Social Entrepreneurship at the GSVC Competition

The Global Social Venture Competition (GSVC) is a yearly competition set out to empower the next generation of social entrepreneurs by providing them with mentoring, exposure, and over $80,000 in prizes to transform their ideas into ventures that address the world’s most pressing challenges.

Teams from across the globe learn how to design scalable models through a process that emphasizes stakeholder discovery, business innovation, and social impact assessment.

For the 2017 edition 6 teams in Lebanon were chosen from the few dozen applicants to present their projects to a jury including members from Berytech, USJ and MakeSense.

Only two projects were chosen to join 100 other candidates in the regional competition in France. The top finalists would ultimately head out to UC Berkeley-Haas to present their projects during the first annual Future of Social Ventures Conference on April 6-7, 2017.

Antoine Skayem founder of RIEGO, a startup with a smart irrigation and Nicolas Farah, founder of Limm, a project with a smart recycling solution were the two Lebanese finalists who joined the regionals in Paris along with other projects from France, Europe and French-speaking Africa who have submitted their innovative projects with a single motivation: the desire to change the world!

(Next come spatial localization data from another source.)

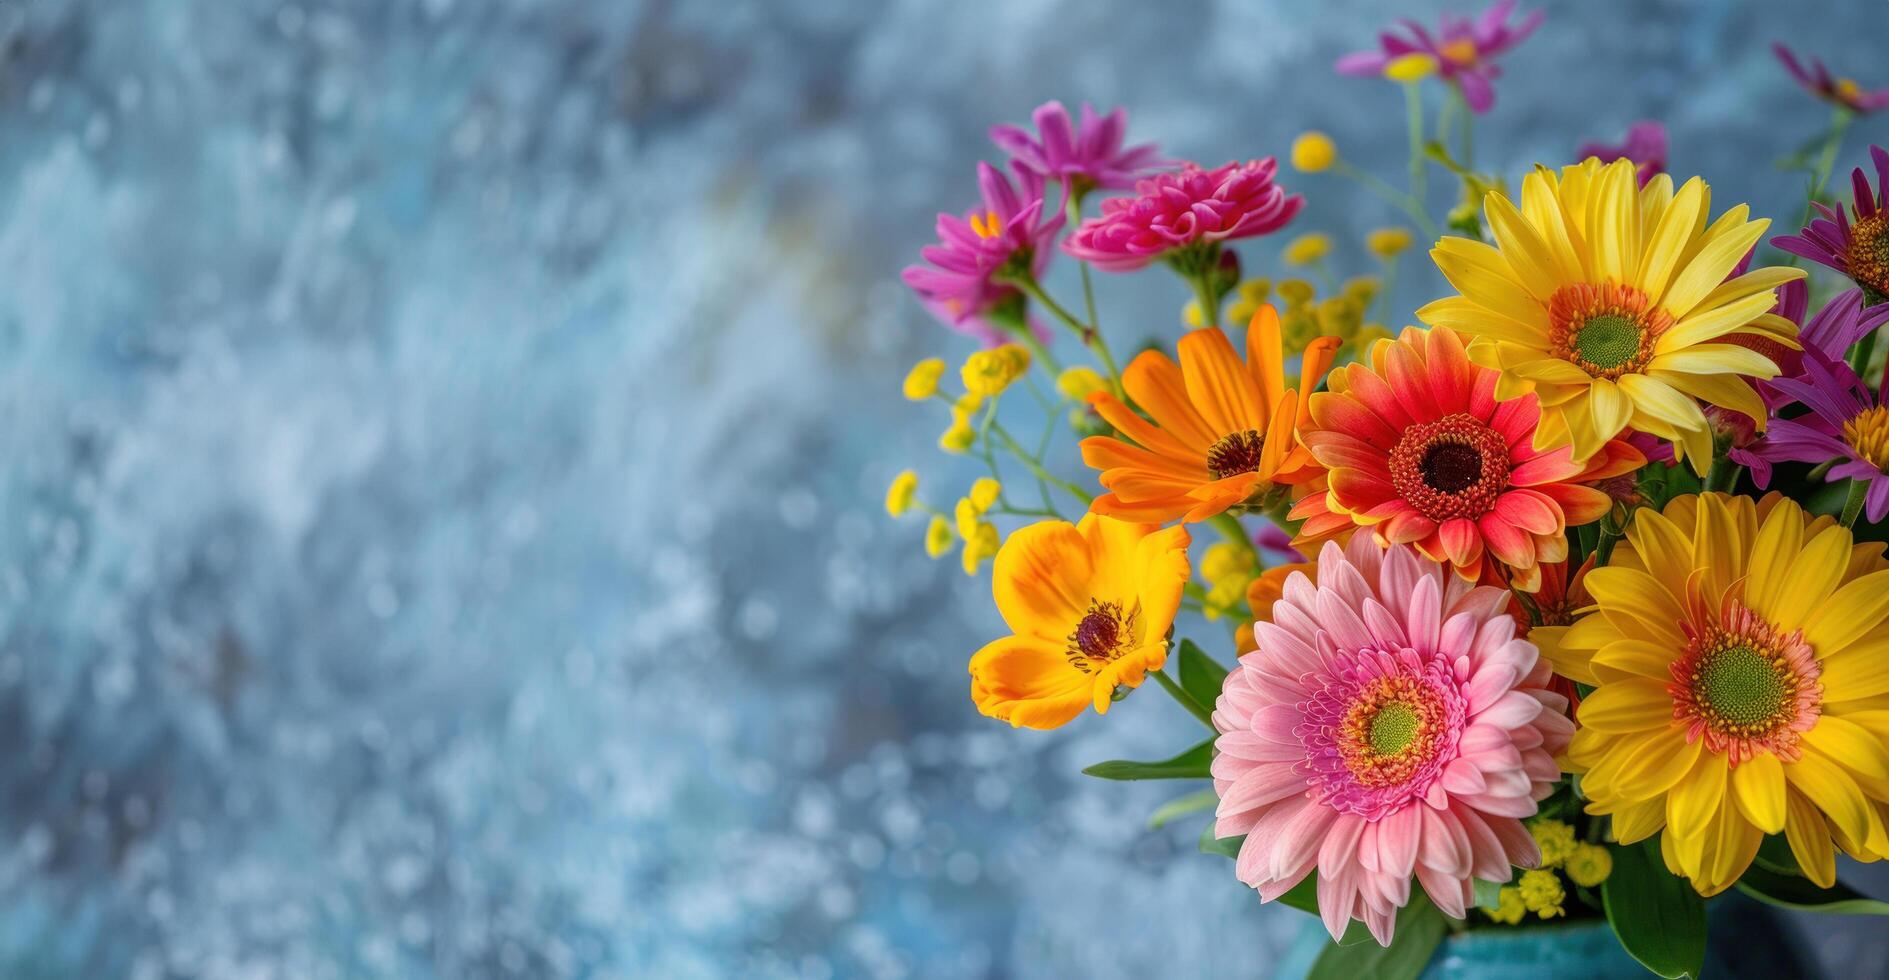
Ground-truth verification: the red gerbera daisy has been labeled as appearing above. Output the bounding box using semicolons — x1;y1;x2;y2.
1289;326;1644;591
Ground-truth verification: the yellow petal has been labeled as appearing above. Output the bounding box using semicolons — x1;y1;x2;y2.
1667;750;1727;842
1766;526;1853;628
1485;192;1565;302
1647;370;1767;434
1785;749;1874;846
1802;569;1889;657
1746;494;1807;619
967;635;1093;730
1610;795;1668;844
1821;633;1889;702
1784;787;1838;887
1634;176;1704;305
1661;208;1769;319
1591;639;1676;681
1803;715;1889;784
1586;566;1687;644
1730;753;1788;834
1578;678;1677;732
1646;343;1782;377
1656;290;1785;355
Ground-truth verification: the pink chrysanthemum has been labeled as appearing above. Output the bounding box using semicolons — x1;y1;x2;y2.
1062;160;1302;273
1576;121;1667;188
1211;536;1572;945
989;100;1169;199
1335;0;1544;113
902;161;1064;346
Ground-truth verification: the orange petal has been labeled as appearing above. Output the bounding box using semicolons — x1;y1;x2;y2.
1121;349;1221;453
1178;328;1266;436
1247;304;1287;411
991;520;1094;640
968;635;1093;730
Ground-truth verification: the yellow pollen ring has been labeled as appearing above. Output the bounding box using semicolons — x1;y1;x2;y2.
1439;39;1478;67
1845;405;1889;470
969;210;1003;240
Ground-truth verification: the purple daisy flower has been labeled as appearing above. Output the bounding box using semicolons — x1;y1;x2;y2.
1335;0;1544;113
902;161;1064;346
989;101;1169;200
1576;121;1667;187
1734;347;1889;520
1774;145;1889;305
1774;43;1889;115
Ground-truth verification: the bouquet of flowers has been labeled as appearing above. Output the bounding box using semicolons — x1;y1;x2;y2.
888;4;1889;976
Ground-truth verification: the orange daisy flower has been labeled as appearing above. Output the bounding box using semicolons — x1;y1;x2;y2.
1289;325;1643;591
968;514;1192;729
1080;305;1340;523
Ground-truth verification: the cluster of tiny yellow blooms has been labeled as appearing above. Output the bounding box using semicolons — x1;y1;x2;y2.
1485;818;1613;924
962;344;1031;397
1282;233;1331;267
1198;542;1258;621
1365;226;1413;258
1182;272;1386;363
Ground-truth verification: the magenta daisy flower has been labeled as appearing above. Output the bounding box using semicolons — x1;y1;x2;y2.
1773;43;1889;115
1774;145;1889;305
1210;536;1571;945
1062;160;1301;273
1335;0;1544;113
988;101;1169;200
1734;348;1889;521
1576;121;1667;187
902;161;1065;345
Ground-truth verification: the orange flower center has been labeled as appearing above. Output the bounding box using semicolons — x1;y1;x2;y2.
1548;283;1672;378
1439;38;1479;67
1670;596;1822;765
1846;211;1889;300
1206;428;1267;479
1388;413;1511;521
969;209;1003;240
1066;599;1141;673
1845;404;1889;469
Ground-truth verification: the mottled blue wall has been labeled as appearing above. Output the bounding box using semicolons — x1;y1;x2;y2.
1;0;1884;977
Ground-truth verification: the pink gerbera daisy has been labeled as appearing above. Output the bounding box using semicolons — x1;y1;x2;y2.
1211;536;1572;945
1063;160;1301;273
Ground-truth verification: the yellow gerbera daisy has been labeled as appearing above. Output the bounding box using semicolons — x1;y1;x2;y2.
968;514;1191;729
1535;492;1889;895
1417;157;1806;472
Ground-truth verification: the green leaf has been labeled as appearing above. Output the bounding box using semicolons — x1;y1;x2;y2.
1148;789;1218;830
1472;878;1504;912
1737;864;1889;915
1176;639;1229;710
1082;739;1213;781
1198;824;1243;858
1602;839;1706;979
1307;891;1447;980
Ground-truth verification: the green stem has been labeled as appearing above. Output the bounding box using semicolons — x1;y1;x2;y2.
1704;455;1742;495
990;421;1093;504
1851;324;1881;386
1151;667;1216;730
1006;319;1061;376
1190;271;1221;331
1594;514;1626;567
1403;80;1427;219
1008;274;1122;394
1334;161;1439;240
1842;478;1869;528
1453;85;1473;167
1795;107;1854;245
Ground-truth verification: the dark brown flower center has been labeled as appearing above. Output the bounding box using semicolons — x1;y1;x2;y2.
1849;212;1889;300
1066;600;1140;673
1206;429;1266;479
1420;442;1483;493
1388;414;1511;521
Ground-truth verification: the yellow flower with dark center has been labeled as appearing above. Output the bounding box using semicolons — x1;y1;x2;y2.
968;515;1191;728
1535;492;1889;895
904;358;946;400
885;470;919;517
1418;158;1805;471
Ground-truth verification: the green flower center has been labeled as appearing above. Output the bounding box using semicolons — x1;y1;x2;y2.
1368;702;1421;755
1696;645;1788;728
1573;314;1645;370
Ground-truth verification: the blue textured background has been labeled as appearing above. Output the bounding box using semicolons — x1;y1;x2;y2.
2;0;1886;976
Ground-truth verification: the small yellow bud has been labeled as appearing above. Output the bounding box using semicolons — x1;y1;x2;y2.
939;414;977;454
924;515;955;557
1290;131;1337;173
902;358;946;400
1384;52;1438;82
1528;819;1579;869
1238;277;1272;301
1485;886;1527;926
1283;233;1332;267
962;344;1030;397
885;469;919;517
1182;299;1205;328
955;391;984;416
1365;227;1414;258
1315;297;1360;334
1276;278;1316;307
1518;869;1566;919
969;477;1002;512
1342;275;1381;304
961;521;1000;575
1200;541;1256;583
954;498;981;539
1565;843;1614;888
1056;366;1108;402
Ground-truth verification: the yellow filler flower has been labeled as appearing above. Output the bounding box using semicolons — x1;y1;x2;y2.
1418;157;1804;472
968;514;1191;729
1536;492;1889;895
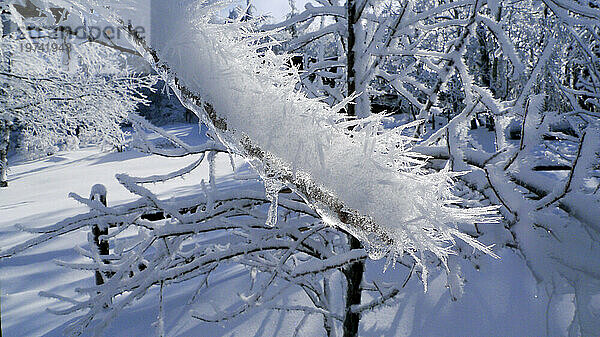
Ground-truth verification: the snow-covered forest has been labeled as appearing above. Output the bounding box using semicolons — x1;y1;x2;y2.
0;0;598;336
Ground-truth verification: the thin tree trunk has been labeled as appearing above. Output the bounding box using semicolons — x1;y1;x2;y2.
92;224;110;285
90;185;110;285
346;0;357;117
476;26;491;89
0;120;10;188
342;234;363;337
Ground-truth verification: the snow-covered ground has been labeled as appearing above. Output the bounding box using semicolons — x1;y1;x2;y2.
0;124;565;336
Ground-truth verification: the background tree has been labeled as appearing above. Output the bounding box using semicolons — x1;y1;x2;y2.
0;24;156;186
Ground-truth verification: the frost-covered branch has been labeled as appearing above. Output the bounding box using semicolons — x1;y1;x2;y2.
42;0;499;278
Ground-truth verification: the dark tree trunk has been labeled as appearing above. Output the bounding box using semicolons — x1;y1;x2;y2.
0;120;10;188
477;29;491;89
90;185;110;285
342;234;363;337
346;0;357;117
92;224;110;285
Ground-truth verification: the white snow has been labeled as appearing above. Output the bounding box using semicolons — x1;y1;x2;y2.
0;124;580;336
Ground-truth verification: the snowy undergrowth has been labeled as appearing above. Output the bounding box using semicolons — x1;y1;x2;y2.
0;136;320;337
59;0;500;284
0;134;551;336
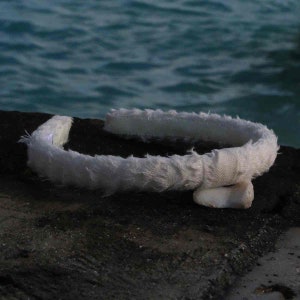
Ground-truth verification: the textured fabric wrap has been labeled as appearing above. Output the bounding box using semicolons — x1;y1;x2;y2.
20;109;278;209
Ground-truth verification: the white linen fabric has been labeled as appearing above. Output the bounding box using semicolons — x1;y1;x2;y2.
20;109;278;209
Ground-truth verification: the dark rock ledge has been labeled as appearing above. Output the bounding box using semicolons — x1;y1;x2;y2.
0;110;299;300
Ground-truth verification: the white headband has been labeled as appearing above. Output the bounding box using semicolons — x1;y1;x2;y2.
21;109;278;209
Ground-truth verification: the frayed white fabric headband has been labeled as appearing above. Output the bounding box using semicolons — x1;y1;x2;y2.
21;109;278;209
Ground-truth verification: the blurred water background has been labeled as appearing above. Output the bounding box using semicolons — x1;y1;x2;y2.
0;0;299;147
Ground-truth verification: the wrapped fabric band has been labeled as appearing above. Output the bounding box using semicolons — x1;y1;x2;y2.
21;109;278;209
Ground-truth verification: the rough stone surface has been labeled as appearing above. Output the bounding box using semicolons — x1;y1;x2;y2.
226;227;300;299
0;110;299;300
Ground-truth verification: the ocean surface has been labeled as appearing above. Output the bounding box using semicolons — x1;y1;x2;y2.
0;0;299;147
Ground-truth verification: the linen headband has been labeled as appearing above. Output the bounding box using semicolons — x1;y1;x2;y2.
21;109;278;209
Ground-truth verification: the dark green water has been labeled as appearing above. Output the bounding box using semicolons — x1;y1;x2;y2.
0;0;300;147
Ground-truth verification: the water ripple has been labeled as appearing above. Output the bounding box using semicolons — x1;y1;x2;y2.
0;20;36;34
0;0;299;146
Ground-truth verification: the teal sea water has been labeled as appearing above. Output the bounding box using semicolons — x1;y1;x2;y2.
0;0;300;147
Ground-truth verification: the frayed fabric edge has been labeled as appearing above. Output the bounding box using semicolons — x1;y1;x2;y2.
20;109;279;209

The competition requires that the project has a social or environmental impact and responds to a social, societal or environmental need, that it has a potential for economic viability, long-term growth while being replicable.

Both Lebanese teams were in the top 10 ideas that have attracted the attention of our jury. For Nicolas Farah, it was great learning experience: “‘The GSVC competition was a good opportunity to meet teams from different countries and to see how they function as social entrepreneurs. We were well prepared for the competition’s requirements; we had our business model defined and a good projection for the cash flow. Our disadvantage was that we hadn’t tested our application yet. The input shared by the other teams and the judges was highly constructive.”